In [31]:
from sklearn.model_selection import train_test_split
from sklearn.feature_extraction.text import CountVectorizer, TfidfVectorizer
from sklearn.naive_bayes import MultinomialNB
from sklearn import metrics

import pandas as pd
import numpy as np
import re

In [32]:
from sklearn.metrics import accuracy_score, f1_score, precision_score, recall_score, classification_report

def get_metrics(y_test, y_predicted):  
    # true positives / (true positives+false positives)
    precision = precision_score(y_test, y_predicted, pos_label=None,
                                    average='weighted')             
    # true positives / (true positives + false negatives)
    recall = recall_score(y_test, y_predicted, pos_label=None,
                              average='weighted')
    
    # harmonic mean of precision and recall
    f1 = f1_score(y_test, y_predicted, pos_label=None, average='weighted')
    
    # true positives + true negatives/ total
    accuracy = accuracy_score(y_test, y_predicted)
    return accuracy, precision, recall, f1

In [33]:
#New column for classification labels, either 1 or 0
def scoreCol(df, text_field):
    scores = []
    for x in df[text_field]:
        if x == 'positive':
            x = 1
            scores.append(x)
        elif x == 'negative':
            x = 0
            scores.append(x)
        elif x == 'neutral':
            x = -1
            scores.append(x)
    df['scores'] = scores
    return df

In [34]:
#Read data into dataframe
data = pd.read_csv(r'rawData.csv')

In [35]:
#Call classification label method
data = scoreCol(data,'sentiment')

In [37]:
listOfTokens = []
for tokensUnparsed in data["text"].tolist():
    tokensUnparsed = re.sub("(\\'|'|\\\")", '"', tokensUnparsed)
    listOfTokens.append(tokensUnparsed[2:-2].split('", "'))
print(listOfTokens[:5])

[['i', '`', 'd', 'have', 'responded', 'if', 'i', 'were', 'going'], ['sooo', 'sad', 'i', 'will', 'miss', 'you', 'here', 'in', 'san', 'diego'], ['my', 'boss', 'is', 'bullying', 'me'], ['what', 'interview', 'leave', 'me', 'alone'], ['sons', 'of', 'why', 'couldn', '`', 't', 'they', 'put', 'them', 'on', 'the', 'releases', 'we', 'already', 'bought']]


In [38]:
all_words = [token for tokens in listOfTokens for token in tokens]
sentence_lengths = [len(tokens) for tokens in listOfTokens]
Vocabulary = sorted(list(set(all_words)))
print("%s tokens total, with a vocabulary size of %s" % (len(all_words), len(Vocabulary)))

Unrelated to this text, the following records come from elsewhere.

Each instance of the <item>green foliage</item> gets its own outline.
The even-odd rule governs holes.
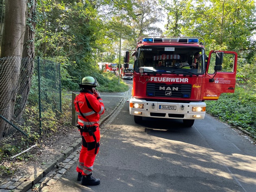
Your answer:
[[[256,136],[256,93],[239,87],[233,94],[222,94],[207,101],[206,112],[223,121],[242,127]]]
[[[14,174],[14,170],[11,170],[10,168],[0,165],[0,175],[2,176],[12,175]]]

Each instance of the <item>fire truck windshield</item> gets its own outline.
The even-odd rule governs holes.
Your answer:
[[[198,47],[143,46],[137,50],[134,69],[139,72],[140,67],[150,67],[161,73],[202,74],[205,58],[204,50]]]

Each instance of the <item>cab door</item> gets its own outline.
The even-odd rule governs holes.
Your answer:
[[[220,60],[221,52],[223,54]],[[223,93],[234,92],[237,63],[237,54],[235,52],[210,52],[206,66],[205,78],[203,80],[202,100],[217,100]]]

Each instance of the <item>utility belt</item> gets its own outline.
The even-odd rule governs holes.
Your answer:
[[[93,135],[93,132],[95,132],[97,130],[97,127],[98,126],[93,125],[89,127],[86,127],[86,125],[84,125],[83,127],[79,125],[76,125],[77,128],[80,130],[81,132],[85,132],[89,133],[89,134],[91,136]]]

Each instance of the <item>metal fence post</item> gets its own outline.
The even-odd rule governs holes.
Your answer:
[[[59,85],[60,87],[60,111],[62,112],[61,107],[61,64],[59,63]]]
[[[42,132],[42,114],[41,108],[41,74],[40,74],[40,57],[37,56],[37,67],[38,72],[38,107],[39,108],[39,135],[41,135]]]
[[[72,92],[72,125],[73,126],[76,126],[77,124],[77,116],[76,115],[76,111],[74,102],[76,96],[76,94],[75,93]]]

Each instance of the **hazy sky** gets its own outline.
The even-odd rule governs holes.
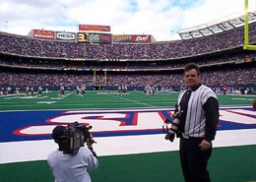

378839 tokens total, with a vocabulary size of 26323


In [39]:
# Create list_corpus
list_corpus = data['text']

# Get labels
list_labels = []
for l in data['scores'].tolist():
    label = int(l)
    list_labels.append(label)

In [40]:
#Do a check...
print(list_corpus[:5])
print(list_labels[:5])

0    ['i', '`', 'd', 'have', 'responded', 'if', 'i'...
1    ['sooo', 'sad', 'i', 'will', 'miss', 'you', 'h...
2               ['my', 'boss', 'is', 'bullying', 'me']
3        ['what', 'interview', 'leave', 'me', 'alone']
4    ['sons', 'of', 'why', 'couldn', '`', 't', 'the...
Name: text, dtype: object
[-1, 0, 0, 0, 0]


In [41]:
# Convert all review documents to a sparse matrix of token counts
vectorizer = CountVectorizer() 
termDocumentMatrix = vectorizer.fit_transform(list_corpus)

In [42]:
#Split the training dataset into two sections:
x_train, x_test, y_train, y_test = train_test_split(termDocumentMatrix, list_labels, test_size = 0.2)

In [43]:
#Create a Multinominal Classifier
mnb = MultinomialNB()

In [44]:
#Train the model using the training sets
mnb.fit(x_train, y_train)

MultinomialNB(alpha=1.0, class_prior=None, fit_prior=True)

In [45]:
#Predict the response for test dataset
y_predicted_counts = mnb.predict(x_test)

In [46]:
accuracy, precision, recall, f1 = get_metrics(y_test, y_predicted_counts)

In [47]:
print("data = cleaned Dataset: vectorizer = CountVectorizer, accuracy = %.3f, precision = %.3f, recall = %.3f, f1 = %.3f" % (accuracy, precision, recall, f1))
metrics.confusion_matrix(y_test,y_predicted_counts)

data = cleaned Dataset: vectorizer = CountVectorizer, accuracy = 0.643, precision = 0.647, recall = 0.643, f1 = 0.643


array([[1528,  356,  392],
       [ 532,  904,   86],
       [ 507,   91, 1101]], dtype=int64)